Theo Howell se distinguait du lot : mature, responsable, il s’était imposé comme meneur pour protéger ses camarades. Il était attendu à midi au CJC, dans leurs bureaux. Les parents de Theo étaient de retour, lui avait appris McKenzie, et ils accompagneraient leur fils pour l’occasion. Taylor se demanda ce que Theo avait à cacher. Même en tenant compte du facteur d’autopréservation, il s’était montré extrêmement affable. Etait-il aussi franc et ouvert qu’il en donnait l’impression ? Ou dissimulait-il un aspect plus sombre ? Le spectre silencieux de la vérité attendant de se montrer au grand jour ?
Elle repoussa cette interrogation pour le moment. La maison des Atilio paraissait déserte. La brique fauve de la construction d’un étage jurait avec les volets bleu pastel. Taylor descendit de voiture et examina la façade. Arrivaient-ils au but ? Cette fille détenait-elle la clé qui leur manquait ?
Elle gravit les cinq marches du perron, sonna puis fit un pas de côté. A son signal, Parks et McKenzie vinrent l’encadrer.
Un bruit de pas légers se fit entendre. Elle effleura son Glock et défit la patte de sécurité du holster, pour le cas où elle aurait à dégainer rapidement. La porte s’ouvrit tout grand. Une voix sensuelle vint leur caresser les oreilles.
— Mais pourquoi tu ne t’es pas servi de ta clé, idiot ?
Une adolescente surgit sur le seuil, ébouriffée, à demi vêtue d’un bustier et d’un jupon froissés. Longs cheveux noirs. Yeux verts. C’était elle.
— Mais vous êtes qui, vous ? s’écria la fille avec une telle expression d’horreur que Taylor faillit éclater de rire.
Elle se mordit la lèvre pour se contenir.
— Fane Atilio ?
La fille se redressa de toute sa taille, ses yeux à la hauteur des siens.
— Qu’est-ce que ça peut vous faire ? Que voulez-vous ?
— Lieutenant Jackson, de la brigade des homicides. Je…
Elle ne put terminer sa phrase. Le visage déformé par la panique, la fille tenta de lui claquer la porte au nez. Taylor eut tout juste le temps d’avancer la pointe de sa botte. Bon réflexe, mais il y aurait un prix à payer. Le bleu sur son coup de pied lui durerait bien un mois.

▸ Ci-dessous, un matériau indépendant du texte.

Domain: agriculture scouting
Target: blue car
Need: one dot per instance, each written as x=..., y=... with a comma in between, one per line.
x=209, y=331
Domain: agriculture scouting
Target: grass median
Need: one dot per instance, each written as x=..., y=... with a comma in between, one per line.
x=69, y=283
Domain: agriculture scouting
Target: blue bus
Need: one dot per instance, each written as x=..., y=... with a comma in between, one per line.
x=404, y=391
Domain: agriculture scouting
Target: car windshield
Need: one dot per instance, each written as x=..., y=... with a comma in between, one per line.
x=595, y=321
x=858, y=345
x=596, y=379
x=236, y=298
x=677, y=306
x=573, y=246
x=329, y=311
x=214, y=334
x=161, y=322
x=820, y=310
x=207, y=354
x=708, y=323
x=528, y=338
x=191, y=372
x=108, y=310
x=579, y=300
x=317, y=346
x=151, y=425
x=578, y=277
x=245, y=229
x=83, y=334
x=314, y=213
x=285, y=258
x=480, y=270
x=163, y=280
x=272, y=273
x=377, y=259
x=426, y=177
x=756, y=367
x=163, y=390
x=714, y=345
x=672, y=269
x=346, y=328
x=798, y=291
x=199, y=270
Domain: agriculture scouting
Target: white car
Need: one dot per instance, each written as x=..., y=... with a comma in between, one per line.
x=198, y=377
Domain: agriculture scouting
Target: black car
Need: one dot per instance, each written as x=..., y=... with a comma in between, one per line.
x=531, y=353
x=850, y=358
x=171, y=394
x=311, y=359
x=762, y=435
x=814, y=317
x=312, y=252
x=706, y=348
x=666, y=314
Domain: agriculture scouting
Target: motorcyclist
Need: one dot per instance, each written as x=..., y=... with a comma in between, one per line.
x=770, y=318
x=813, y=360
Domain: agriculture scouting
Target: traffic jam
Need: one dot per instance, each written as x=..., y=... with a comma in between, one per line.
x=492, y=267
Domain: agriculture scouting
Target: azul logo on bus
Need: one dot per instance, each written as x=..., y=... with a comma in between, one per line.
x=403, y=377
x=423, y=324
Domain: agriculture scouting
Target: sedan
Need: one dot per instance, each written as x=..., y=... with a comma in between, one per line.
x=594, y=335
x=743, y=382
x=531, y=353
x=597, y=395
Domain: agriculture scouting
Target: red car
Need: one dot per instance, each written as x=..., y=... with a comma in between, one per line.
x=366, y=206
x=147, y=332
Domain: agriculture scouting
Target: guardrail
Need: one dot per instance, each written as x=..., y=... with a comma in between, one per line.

— Aïe ! cria-t-elle en poussant le battant d’un coup d’épaule… Halte, Fane ! Viens ici. Immédiatement !
L’adolescente, naturellement, détala de plus belle. Fane se rua dans l’escalier, ses longues jambes de faon se mouvant avec grâce. Taylor la suivit et entendit une porte claquer juste au moment où elle arrivait sur le palier. Elle tourna la poignée, qui résista.
— Sors de ta chambre, Fane ! hurla-t-elle.
Aucun son ne lui parvint de l’intérieur. Parks et McKenzie la rejoignirent après avoir vérifié qu’il n’y avait personne au rez-de-chaussée. Taylor éleva de nouveau la voix.
— Fane, tu as trois secondes pour m’ouvrir avant que je ne force la porte. Trois, deux, un…
Rien. Reculant d’un pas, Taylor fracassa le battant d’un coup de pied. La porte rebondit contre le mur et faillit se refermer de nouveau. Taylor la poussa avec la main et entra, son Glock braqué droit devant elle.
Fane avait glissé une jambe hors de la fenêtre et tenait une branche d’arbre, calculant sa chute. Taylor rengaina son arme, traversa la pièce en deux enjambées et attrapa la fille par le poignet.
— Arrête ça. Redescends tout de suite.
Elle tira l’adolescente, la portant presque pour l’écarter de la fenêtre. Fane s’effondra sur le sol, le visage détourné, et émit un long gémissement de désespoir. Taylor la poussa de la pointe du pied
— Habille-toi. Nous allons parler.
Fane souleva la tête et la toisa de toute la hauteur de son regard vert fardé de noir.
— Je n’ai rien à vous dire.
— Ah, vraiment ? C’est là que tu te trompes, petite fille. Je crois que tu en as plus à nous raconter que tu ne peux toi-même l’imaginer.